The Home offers recreational activities and physiotherapy for its residents while a handful attend the Bethel Special Care School which is located close by.

“They need love, care and kindness,” emphasises Indrani de Silva, President of the CFS Prithipura Home about the Home’s approach to its residents.

Sri Lankan society is still not accepting of people with different needs and the lack of awareness about how to deal with the differently-abled and the erasure of the taboo which stigmatizes the differently-abled is one of the more daunting tasks the Home and its residents have to face. Disability after all, is not equated with inability.

While walking through the property, Indrani worries about its upkeep and the challenges ahead. “We want to improve their standards of living and encourage the residents to be more active,” she says, mindful of the needs of the residents and the care and resources they require.

The CFS Prithipura Home completed 50 years last year and it hasn’t been an easy path. An approved charitable institution and an NGO, the Home battles escalating living costs, limited resources and facilities, exacerbated by a waiting list for future residents of the Home and the dire lack of awareness and stigma surrounding disability in Sri Lankan society.

In terms of funding, the Home receives Rs. 270, 000 annually from the Department of Social Services – a drop in the bucket as the Home’s monthly expenses are Rs. 600, 000 (exclusive of any maintenance and capital expenditure).

Funding therefore is largely supported through contributions by well-wishers and organisations and the annual Christmas sale is a crucial part of their fundraising activities.

The Home’s residents are admitted with varying degrees of physical and mental frailties at a young age and stay on for their entire lives at the Home, often abandoned by their families.

As a result, every nook and corner of the Home is filled with stories. 14-year-old Sunethra*, can only move her hands and gets around in a custom-made wheelchair.

She has a cheerful demeanour and a strong sartorial sense – firmly indicating which colours and clothes she would like to wear every day.
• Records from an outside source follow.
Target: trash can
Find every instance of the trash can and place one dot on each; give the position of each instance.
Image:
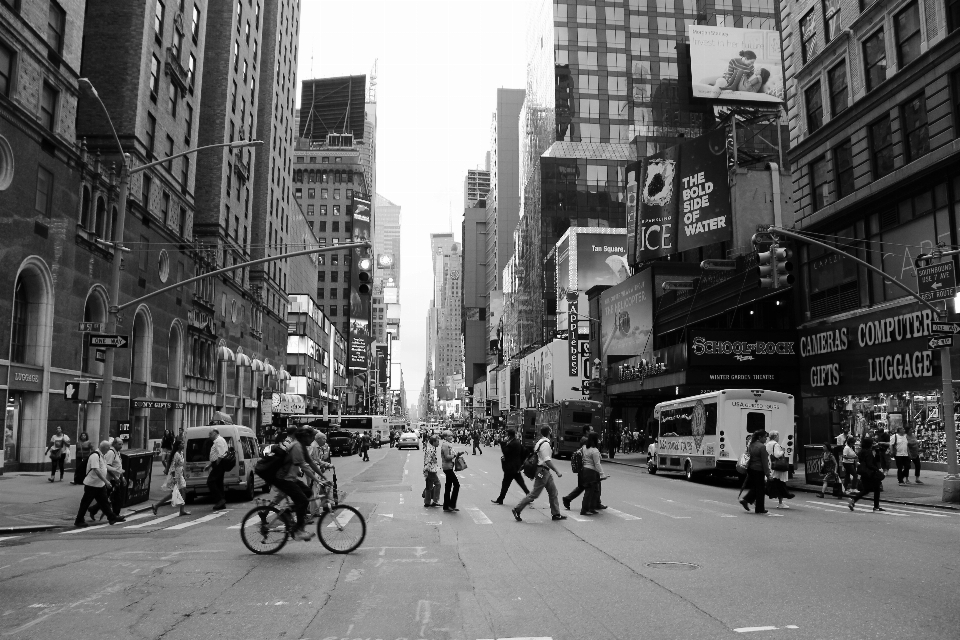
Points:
(138, 469)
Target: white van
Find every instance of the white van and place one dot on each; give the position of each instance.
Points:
(708, 433)
(196, 450)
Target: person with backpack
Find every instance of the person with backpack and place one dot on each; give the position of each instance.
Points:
(510, 462)
(538, 467)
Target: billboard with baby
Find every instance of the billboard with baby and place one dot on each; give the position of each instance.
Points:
(743, 65)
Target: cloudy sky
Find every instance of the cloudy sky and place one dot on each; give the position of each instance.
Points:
(440, 63)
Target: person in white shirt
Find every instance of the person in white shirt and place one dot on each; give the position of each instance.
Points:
(543, 479)
(95, 486)
(218, 450)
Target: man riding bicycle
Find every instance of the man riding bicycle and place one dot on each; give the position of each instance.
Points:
(287, 480)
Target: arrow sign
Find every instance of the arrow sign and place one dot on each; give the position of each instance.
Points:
(107, 340)
(947, 327)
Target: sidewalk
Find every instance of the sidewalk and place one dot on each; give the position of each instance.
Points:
(29, 503)
(929, 494)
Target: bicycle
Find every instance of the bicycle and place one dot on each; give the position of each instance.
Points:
(340, 527)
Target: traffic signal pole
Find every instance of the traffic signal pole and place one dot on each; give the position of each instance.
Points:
(951, 483)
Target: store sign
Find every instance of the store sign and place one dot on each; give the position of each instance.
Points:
(879, 352)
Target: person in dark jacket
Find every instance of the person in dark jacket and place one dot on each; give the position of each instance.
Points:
(511, 462)
(870, 474)
(758, 470)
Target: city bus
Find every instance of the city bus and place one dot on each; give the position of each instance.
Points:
(569, 420)
(707, 434)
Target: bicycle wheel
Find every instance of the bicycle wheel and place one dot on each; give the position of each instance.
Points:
(342, 529)
(267, 533)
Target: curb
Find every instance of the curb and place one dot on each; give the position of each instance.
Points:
(805, 489)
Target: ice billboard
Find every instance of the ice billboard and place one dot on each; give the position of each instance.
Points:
(744, 65)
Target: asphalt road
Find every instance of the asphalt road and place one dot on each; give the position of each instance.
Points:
(668, 559)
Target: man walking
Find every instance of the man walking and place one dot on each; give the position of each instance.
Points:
(543, 479)
(95, 486)
(218, 451)
(511, 462)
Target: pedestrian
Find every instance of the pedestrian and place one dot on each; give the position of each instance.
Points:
(777, 486)
(431, 473)
(828, 468)
(543, 479)
(511, 461)
(84, 449)
(591, 477)
(175, 482)
(849, 465)
(900, 448)
(871, 474)
(758, 469)
(218, 451)
(166, 450)
(95, 484)
(58, 452)
(448, 456)
(913, 445)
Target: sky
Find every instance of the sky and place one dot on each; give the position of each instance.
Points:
(439, 64)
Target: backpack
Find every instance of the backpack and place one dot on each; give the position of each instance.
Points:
(269, 465)
(531, 464)
(576, 461)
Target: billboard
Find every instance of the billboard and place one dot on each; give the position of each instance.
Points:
(744, 65)
(626, 318)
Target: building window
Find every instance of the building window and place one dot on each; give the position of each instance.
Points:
(837, 82)
(48, 106)
(814, 103)
(916, 135)
(875, 59)
(808, 37)
(821, 184)
(907, 32)
(56, 25)
(881, 147)
(843, 165)
(6, 70)
(44, 200)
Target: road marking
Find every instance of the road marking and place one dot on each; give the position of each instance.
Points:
(215, 514)
(150, 522)
(621, 514)
(659, 513)
(479, 517)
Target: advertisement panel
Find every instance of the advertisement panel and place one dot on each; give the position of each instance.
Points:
(744, 65)
(360, 308)
(704, 202)
(626, 317)
(657, 205)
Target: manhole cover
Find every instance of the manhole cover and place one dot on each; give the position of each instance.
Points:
(674, 566)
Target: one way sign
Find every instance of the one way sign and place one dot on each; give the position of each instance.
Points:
(107, 340)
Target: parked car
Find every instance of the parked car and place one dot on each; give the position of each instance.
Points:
(408, 439)
(241, 440)
(343, 443)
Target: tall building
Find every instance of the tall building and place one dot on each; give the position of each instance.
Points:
(476, 185)
(873, 127)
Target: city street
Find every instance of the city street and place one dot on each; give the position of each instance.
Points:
(667, 559)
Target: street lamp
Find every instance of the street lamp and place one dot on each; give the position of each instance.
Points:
(113, 311)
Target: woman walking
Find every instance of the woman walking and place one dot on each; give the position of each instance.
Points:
(828, 467)
(777, 487)
(84, 449)
(431, 473)
(58, 452)
(870, 474)
(175, 482)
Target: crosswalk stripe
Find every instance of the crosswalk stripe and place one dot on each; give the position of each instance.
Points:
(206, 518)
(152, 522)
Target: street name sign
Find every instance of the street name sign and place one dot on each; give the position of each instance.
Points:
(108, 340)
(936, 281)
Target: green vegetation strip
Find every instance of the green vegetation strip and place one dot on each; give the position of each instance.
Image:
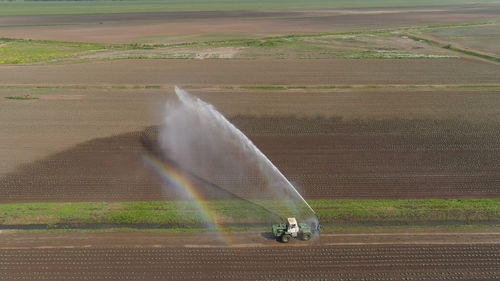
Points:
(184, 214)
(21, 98)
(20, 7)
(450, 47)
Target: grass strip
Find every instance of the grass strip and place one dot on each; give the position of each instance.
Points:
(455, 49)
(21, 98)
(20, 7)
(185, 214)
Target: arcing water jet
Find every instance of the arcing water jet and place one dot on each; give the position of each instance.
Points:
(200, 140)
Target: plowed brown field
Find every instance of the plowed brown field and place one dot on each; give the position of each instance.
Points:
(258, 72)
(196, 26)
(325, 158)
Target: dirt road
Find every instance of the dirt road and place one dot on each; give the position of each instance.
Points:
(253, 256)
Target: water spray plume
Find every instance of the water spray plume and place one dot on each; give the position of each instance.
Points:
(200, 140)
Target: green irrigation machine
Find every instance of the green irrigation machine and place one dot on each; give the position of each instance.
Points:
(291, 229)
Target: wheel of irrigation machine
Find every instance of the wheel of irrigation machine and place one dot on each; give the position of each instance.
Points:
(306, 236)
(285, 238)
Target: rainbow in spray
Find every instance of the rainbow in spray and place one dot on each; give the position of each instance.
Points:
(185, 187)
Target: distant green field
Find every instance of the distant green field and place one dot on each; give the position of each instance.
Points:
(14, 51)
(20, 7)
(238, 212)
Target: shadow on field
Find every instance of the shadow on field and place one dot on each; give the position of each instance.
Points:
(328, 158)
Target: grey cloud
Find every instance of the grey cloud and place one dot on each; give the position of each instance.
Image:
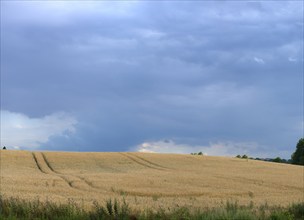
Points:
(185, 71)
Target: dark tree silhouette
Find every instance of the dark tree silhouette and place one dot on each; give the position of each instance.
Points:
(298, 156)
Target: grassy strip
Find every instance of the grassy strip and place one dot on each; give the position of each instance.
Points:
(13, 208)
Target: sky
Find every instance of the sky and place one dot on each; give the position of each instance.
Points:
(221, 77)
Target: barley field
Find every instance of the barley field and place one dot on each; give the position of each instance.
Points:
(147, 180)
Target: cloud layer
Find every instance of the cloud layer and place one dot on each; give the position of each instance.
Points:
(135, 72)
(21, 132)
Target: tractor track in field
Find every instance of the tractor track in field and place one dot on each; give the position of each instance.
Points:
(151, 163)
(142, 162)
(45, 167)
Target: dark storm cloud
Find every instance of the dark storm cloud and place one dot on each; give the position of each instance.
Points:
(130, 72)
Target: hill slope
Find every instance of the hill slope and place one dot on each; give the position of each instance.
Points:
(148, 180)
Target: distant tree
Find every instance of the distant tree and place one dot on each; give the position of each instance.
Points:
(245, 156)
(277, 160)
(298, 156)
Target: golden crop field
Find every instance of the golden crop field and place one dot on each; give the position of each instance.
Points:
(148, 180)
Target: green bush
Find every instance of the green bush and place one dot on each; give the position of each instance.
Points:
(13, 208)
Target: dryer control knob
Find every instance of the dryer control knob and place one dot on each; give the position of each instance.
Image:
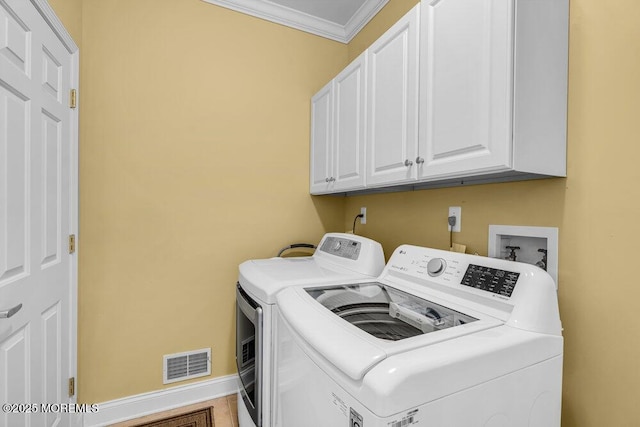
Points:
(436, 266)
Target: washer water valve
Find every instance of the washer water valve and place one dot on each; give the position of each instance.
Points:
(512, 254)
(543, 262)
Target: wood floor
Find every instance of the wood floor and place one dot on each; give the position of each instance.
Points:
(225, 412)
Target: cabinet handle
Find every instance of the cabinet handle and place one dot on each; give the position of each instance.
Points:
(5, 314)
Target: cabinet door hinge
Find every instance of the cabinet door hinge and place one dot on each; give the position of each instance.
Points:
(72, 243)
(73, 98)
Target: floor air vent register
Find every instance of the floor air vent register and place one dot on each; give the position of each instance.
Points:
(187, 365)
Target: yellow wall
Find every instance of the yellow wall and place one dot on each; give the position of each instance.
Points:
(70, 13)
(596, 210)
(194, 157)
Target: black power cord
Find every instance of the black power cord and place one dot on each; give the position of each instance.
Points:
(354, 222)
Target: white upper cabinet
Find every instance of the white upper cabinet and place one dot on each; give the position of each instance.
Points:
(392, 105)
(338, 131)
(321, 144)
(493, 88)
(457, 92)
Rejected by her birth mother for being differently-abled, Sunethra has now adapted to life at the Home and has formed a firm friendship with another resident who steps into the shoes of a surrogate mother.

Eight-year-old Rajitha has a beautifully curious mind which is complemented with a penchant for experimentation.

You’re likely to find him constantly dismantling things (including a key water pipe at the Home which he then tried to patch with gum and paper) and trying to fix or reassemble them.

The CFS Prithipura Home is many things and its residents assure that there’s never a dull moment, smiles soft-spoken Emeline Wijeratne who has been a part of the home for the past 30 years and serves as its matron.

*Names changed

Exhibition and sale

The Ceylon Fellowship of Service Prithipura Home’s annual fundraiser exhibition and sale will be held on Wednesday, November 18 at the Lionel Wendt Gallery, Colombo 7 from 11 a.m. to 6 p.m.

Handicrafts and art by the residents will be on sale as well as household goods and miscellaneous items to raise funds for the maintenance of the home located at Hendala, Wattala.